Sarah Hendrickson, the seventeen-year-old ski jumping sensation has made history once again by clinching the overall title in the inaugural World Cup season for women’s ski jumping. The season began with the young athlete’s debut World Cup win, and continued throughout the season with record-breaking performances at every turn, and consistent podium finishes.
After the competition Sarah spoke to this monumental victory, “I wanted to follow the path of Lindsey Van who won the first World Championship gold. I’m proud to have achieved something the first individual World Cup victory and the first overall World Cup title.” She went on to say, “I know that this is a historical moment but I will need months or even years to realize what it really means.”
Hendrickson kicked off Saturday’s competition with a huge 1st place win with a 99.5-meter jump! She then continued the streak going into an extremely rare second event to take the runner up spot. Hendrickson soared 95.5 meters but Japan’s Sara Takanashi pulled out all the stops with a 102.5-meter jump that simultaneously earned her a hill record. The day’s performance has given Hendrickson an insurmountable 295-point margin over Austrian Daniela Iraschko.
“It’s pretty crazy and I don’t know how to put it into words. I knew I had to jump really well and that Sara (Takanashi) was catching up to me for the overall. I felt a lot of pressure, but that’s why I love ski jumping”, said Hendrickson.

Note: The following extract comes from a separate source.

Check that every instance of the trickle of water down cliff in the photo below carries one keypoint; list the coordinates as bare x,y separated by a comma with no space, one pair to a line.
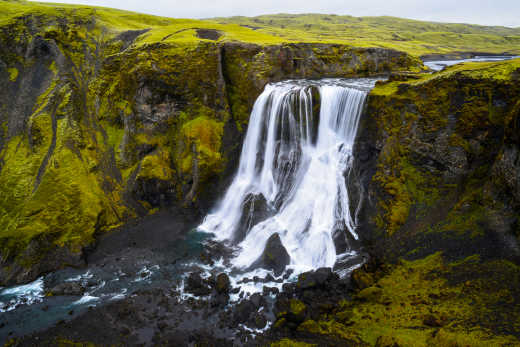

It was a strong day for Women’s Ski Jumping USA with Jessica Jerome sixth, Lindsey Van eighth
There are just two events left in the season. For this weekend, a third event is scheduled for Sunday before the team leaves Zao and heads to Oslo, Norway for a finale event. The Oslo competition will coincide with the Holmenkollen Ski Festival where Sarah Hendrickson will be presented with the very first crystal globe! There is no question that the young ski jumper has earned this prestigious honor. She has absolutely smashed the competition this season; winning seven of 11 World Cups and taking second place three times.
Hendrickson won the World Cup opener in December in Lillehammer, Norway, becoming the first woman ever to win an International Ski Federation World Cup competition. Women ski jumpers have competed on the lower-tier Continental Cup for seven years. In 2010, the FIS approved a World Cup circuit for women to debut in the 2011/2012 season. And after a long-fought battle, women will be allowed to ski jump in the 2014 Olympic Winter Games for the first time.
“To have an athlete sustain that high level of jumping from the first World Cup of the season to now is, well, incredible”, said Alan Alborn, head coach for Women’s Ski Jumping USA and former World Cup competitor and Olympian
The U.S. women’s team is No. 1 in the world — thanks to wins by Hendrickson and consistent podiums, and top-10 and top-25 results from teammates Lindsey Van, Jessica Jerome, Abby Hughes and Alissa Johnson. These dynamic female athletes will most likely win the overall team title for the United States — further solidifying our nation as a dominating force throughout the international ski community.